Content translation/Product Definition/Abuse prevention

From mediawiki.org

With the help of machine translation, it is possible that a translator publish machine translated version without any manual edits or proofreading. Such an article will have low quality and not desired. To address this issue, we can use 3 strategies:

  1. Educate. Convey that the focus is more on quality than on quantity.
  2. Warn. Detect potential patterns that lead to low-quality (unmodified automatic translation or pasted text).
  3. Inform the community. Allow other users to easily find potential problematic content.

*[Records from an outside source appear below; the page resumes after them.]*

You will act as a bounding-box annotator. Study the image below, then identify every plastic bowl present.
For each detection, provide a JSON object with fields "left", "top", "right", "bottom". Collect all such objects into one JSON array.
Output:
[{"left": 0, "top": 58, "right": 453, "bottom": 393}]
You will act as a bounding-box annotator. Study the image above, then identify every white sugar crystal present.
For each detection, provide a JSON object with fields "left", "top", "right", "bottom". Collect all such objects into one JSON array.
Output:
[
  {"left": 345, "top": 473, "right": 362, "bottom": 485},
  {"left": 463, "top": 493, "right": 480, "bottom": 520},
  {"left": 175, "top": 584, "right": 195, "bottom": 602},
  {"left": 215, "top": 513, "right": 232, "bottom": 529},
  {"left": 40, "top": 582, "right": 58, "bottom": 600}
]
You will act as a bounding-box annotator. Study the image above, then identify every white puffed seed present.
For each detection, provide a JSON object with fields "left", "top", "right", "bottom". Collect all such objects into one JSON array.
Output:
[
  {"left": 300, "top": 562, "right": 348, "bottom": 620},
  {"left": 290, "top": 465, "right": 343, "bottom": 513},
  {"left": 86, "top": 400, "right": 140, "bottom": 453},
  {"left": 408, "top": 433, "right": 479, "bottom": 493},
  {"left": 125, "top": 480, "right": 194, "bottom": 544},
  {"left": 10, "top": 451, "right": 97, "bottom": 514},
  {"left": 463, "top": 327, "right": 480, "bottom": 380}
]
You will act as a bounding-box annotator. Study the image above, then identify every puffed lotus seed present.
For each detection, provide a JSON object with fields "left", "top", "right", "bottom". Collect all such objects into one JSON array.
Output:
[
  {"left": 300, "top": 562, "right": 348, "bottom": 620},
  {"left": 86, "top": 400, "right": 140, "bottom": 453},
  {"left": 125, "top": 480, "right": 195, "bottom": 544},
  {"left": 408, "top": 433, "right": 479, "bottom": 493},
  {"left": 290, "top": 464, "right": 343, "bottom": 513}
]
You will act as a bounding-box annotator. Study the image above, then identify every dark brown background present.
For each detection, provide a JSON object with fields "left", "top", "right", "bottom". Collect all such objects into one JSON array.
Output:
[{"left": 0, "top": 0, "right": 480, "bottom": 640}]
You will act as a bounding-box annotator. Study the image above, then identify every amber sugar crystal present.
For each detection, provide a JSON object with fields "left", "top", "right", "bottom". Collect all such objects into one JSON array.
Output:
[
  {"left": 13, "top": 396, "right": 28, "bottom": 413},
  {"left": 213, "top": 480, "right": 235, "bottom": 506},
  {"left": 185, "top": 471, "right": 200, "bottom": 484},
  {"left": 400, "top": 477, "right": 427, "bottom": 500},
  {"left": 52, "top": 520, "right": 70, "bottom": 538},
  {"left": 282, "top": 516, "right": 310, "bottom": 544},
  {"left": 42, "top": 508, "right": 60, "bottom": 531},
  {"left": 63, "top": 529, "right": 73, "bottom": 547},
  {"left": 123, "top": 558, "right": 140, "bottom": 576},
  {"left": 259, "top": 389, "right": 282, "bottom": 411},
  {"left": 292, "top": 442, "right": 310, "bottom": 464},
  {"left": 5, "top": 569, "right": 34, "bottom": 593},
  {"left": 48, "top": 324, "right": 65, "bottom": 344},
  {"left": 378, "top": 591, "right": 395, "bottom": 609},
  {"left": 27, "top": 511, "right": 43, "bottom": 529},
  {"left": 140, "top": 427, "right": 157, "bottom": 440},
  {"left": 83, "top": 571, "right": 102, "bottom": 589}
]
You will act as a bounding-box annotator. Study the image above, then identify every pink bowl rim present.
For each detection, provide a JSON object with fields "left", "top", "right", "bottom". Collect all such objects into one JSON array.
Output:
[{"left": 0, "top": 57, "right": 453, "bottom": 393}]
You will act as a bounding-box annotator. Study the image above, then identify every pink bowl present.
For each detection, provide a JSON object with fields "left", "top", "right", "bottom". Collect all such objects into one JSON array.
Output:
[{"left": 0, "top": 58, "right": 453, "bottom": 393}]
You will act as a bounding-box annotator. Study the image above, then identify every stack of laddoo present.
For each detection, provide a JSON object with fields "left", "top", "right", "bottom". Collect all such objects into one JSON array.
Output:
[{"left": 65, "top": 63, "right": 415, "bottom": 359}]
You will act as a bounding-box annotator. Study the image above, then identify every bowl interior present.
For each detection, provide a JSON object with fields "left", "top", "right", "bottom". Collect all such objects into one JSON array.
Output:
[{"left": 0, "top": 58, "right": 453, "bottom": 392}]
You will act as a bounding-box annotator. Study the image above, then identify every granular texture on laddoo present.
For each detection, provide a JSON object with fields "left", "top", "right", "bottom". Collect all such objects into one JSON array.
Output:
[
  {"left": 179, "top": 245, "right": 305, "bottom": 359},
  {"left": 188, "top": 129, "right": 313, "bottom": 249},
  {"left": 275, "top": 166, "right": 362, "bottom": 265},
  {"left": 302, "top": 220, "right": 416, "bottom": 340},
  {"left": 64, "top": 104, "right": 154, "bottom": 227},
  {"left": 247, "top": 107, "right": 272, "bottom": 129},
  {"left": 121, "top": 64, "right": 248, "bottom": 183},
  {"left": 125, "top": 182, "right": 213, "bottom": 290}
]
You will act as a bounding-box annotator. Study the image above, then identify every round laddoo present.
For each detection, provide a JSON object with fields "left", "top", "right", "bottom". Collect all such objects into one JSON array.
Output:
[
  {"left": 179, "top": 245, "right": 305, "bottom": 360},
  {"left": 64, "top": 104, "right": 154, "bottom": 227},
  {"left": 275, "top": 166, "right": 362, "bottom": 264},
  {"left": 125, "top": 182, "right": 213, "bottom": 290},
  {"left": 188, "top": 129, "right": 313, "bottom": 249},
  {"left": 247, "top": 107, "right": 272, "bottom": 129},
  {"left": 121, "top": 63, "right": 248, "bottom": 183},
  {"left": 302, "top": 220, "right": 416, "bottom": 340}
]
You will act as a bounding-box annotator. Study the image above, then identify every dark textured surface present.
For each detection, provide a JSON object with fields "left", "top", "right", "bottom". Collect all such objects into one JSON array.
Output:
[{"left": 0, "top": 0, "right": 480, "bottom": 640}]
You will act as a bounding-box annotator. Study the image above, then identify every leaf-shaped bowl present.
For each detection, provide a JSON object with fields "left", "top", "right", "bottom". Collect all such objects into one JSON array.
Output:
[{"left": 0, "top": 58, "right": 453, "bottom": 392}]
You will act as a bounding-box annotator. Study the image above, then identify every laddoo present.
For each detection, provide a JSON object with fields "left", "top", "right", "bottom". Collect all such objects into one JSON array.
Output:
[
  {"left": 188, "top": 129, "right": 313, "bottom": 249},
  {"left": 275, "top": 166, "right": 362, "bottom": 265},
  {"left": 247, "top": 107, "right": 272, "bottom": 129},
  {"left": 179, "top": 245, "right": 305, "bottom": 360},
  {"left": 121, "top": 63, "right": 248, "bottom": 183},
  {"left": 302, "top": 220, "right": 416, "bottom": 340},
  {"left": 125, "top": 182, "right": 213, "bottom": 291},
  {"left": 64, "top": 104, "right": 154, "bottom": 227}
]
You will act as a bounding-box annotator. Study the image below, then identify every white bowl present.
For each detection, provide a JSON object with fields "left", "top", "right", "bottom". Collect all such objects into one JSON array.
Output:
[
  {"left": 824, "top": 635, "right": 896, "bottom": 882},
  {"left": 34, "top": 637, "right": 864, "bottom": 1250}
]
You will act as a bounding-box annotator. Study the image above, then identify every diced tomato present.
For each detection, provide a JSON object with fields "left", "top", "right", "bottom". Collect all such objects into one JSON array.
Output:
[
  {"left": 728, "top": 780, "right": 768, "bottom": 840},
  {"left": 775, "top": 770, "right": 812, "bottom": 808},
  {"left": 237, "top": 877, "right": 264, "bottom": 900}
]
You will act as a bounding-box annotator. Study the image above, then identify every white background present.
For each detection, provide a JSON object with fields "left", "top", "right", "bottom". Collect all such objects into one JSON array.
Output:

Translation Instructions[edit]

When user see Translation view, the tools column will have an instructions card, that convey that the translator is not supposed to use machine translation as such. Manual editing and proofreading is encouraged to read the article more natural in the target language.

Abuse detection[edit]

Warning shown when machine translation is used for translating the article without any manual edits

As the translation progress, an abuse detection algorithm will keep track of the amount of manual edits and unmodified machine translation. When this algorithm detects a potential machine translation misuse, a warning card will appear in the tools column to inform this to translator

  1. A threshold level for unmodified machine translated content is defined. This is a percentage of amount of machine translated section out of total translation. The value of this is 95%. This is a non-configurable value now, but depending on testing and feedback, this might be configurable in future.
  2. The amount translation is not counted as number of sections translated. It is counted as a cumulative weight of each section. Weight of a section is defined as a ratio between total number of characters in the plain text version of the section by total number of characters in the plain text version of source article. This means, a section title will have lesser weight than a paragraph. A small paragraph will have lesser weight than a bigger paragraph.
  3. Since the threshold is compared against the relative machine translation amount, there is a practical issue of 100% machine translation reached as the user just click on first section. Theoretically, at this point, the whole translation is machine translation. But we don't show the machine translation misuse warning at this stage, even though the threshold is met. We also consider the number of sections translated. If 5 sections are translated with unmodified machine translation, then we show abuse warning. That means, if a translator keeps on clicking the placeholders and fills more than 5 sections, the abuse warning will appear in translation column. Now there is a problem if the source article is very small and 5 sections means most of the article content. Or even there is a chance that the source article has less than 5 sections. To address this, we improvise the algorithm of 'more than 5 section' as this: 75% of total translation or 5 sections - whichever comes first.
  4. The following changes to the sections are considered as manual edits and corresponding sections are not considered as unmodified machine translated content:
    1. Any edits in the section by keypresses
    2. Adapting a link - adding or removing a link
    3. Adapting a reference- removing a reference
    4. Format changes to the section- making selected text bold, italics, underline, bullet list or numbered lists
  5. In the case of languages without a machine translation, source text is used as fallback. If machine translation is disabled, then also source text is used as fallback - For abuse detection, using the unmodified source text is also considered as unmodified MT.